A total of 74 children from Rhode Island and Massachusetts, ranging in age from 6 to 12, participated in the study. Each child was screened for medical and psychological health to ensure that none had sleep disorders or psychiatric illnesses, such as attention-deficit/hyperactivity disorder (ADHD), that can interfere with learning.
Children spent three weeks in the study. For one week, they went to bed and woke up at their typical times. Another week, they stayed up much later than normal. This meant eight hours of sleep per night for children in first and second grades, and six-and-a-half hours for children in the third grade and up. For another week, students followed an optimized routine of no fewer than 10 hours in bed each night. To ensure compliance, subjects wore wrist monitors that log motion both night and day.
Teachers completed a weekly 34-question survey rating students’ classroom behavior and performance.
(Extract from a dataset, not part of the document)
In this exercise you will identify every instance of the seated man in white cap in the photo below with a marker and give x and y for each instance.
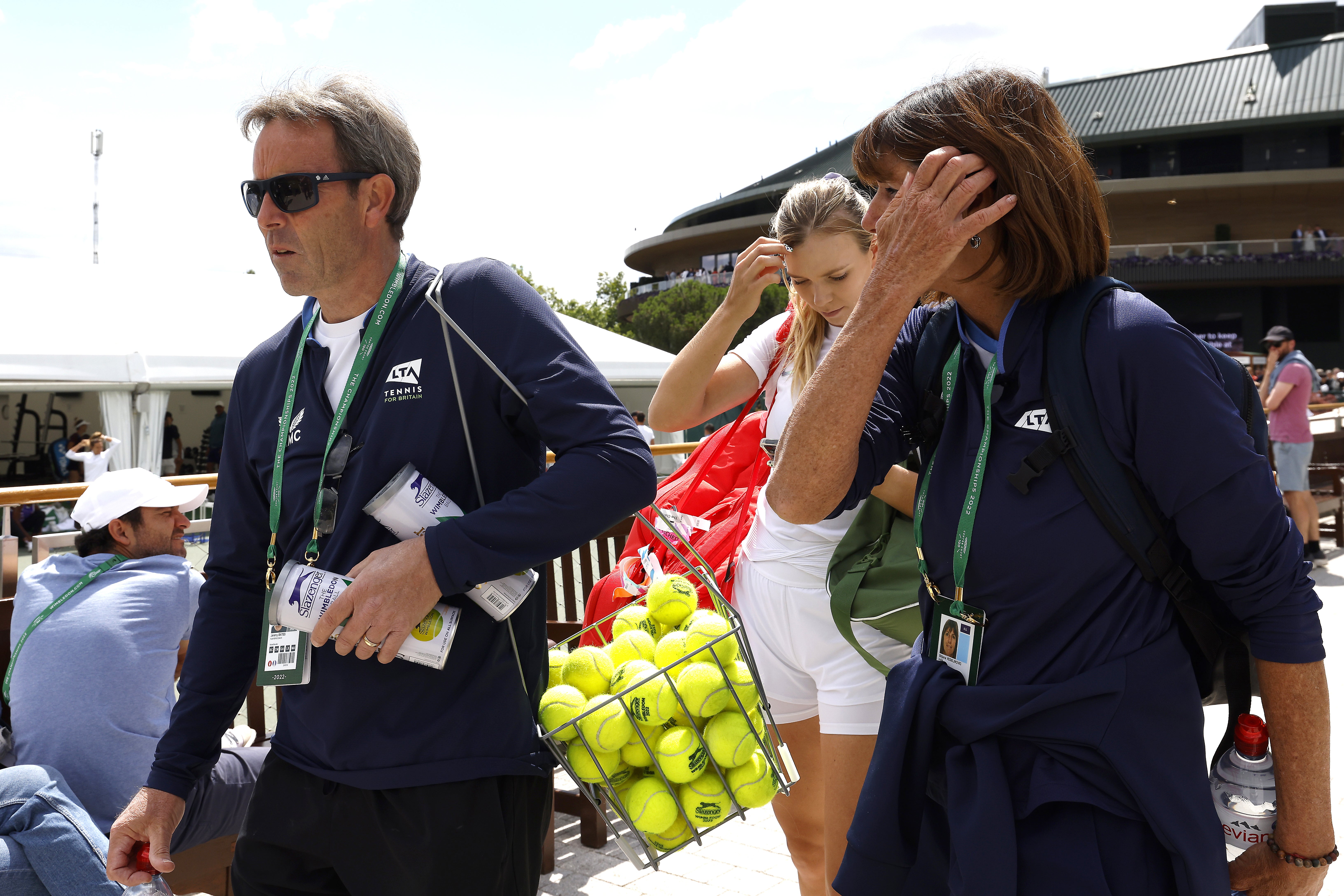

Teachers were told that study participants would be sleeping less than usual during one of the three weeks of the study. but they were not told which week that would be.
The results: Teachers reported significantly more academic problems for students whose sleep was restricted, compared to weeks where they followed their own bedtime routine or the optimized schedule. Severity of attention problems also spiked when students’ sleep was restricted.
What the study did not find: Sleep restriction causes hyperactivity. No changes were noted in ratings of hyperactive-impulsive behaviors. In fact, researchers found that students were slightly less active at school after staying up late.
Results of the experiment complement a mounting body of evidence that inadequate sleep has negative consequences for teens, resulting in more depression, lower grades and more frequent car crashes due to drowsy driving. At the same time, kids and teens are “losing” sleep to cell phones, computers, television, after-school activities, larger homework loads and increased consumption of beverages such as coffee and caffeinated soft drinks.
With more children being diagnosed with attention disorders and learning disabilities, Fallone said the results act as a reminder that sleep should be forefront in the minds of school psychologists, pediatricians and other professionals responsible for diagnosing and treating these problems.
“If we don’t ask about sleep and try to optimize sleep patterns in kids struggling academically, then we aren’t doing our job,” Fallone said. For parents, he said, the message is simple: “Getting kids to bed on time is as important as getting them to school on time.”
The National Institute of Nursing Research and the National Institute of Mental Health funded the research.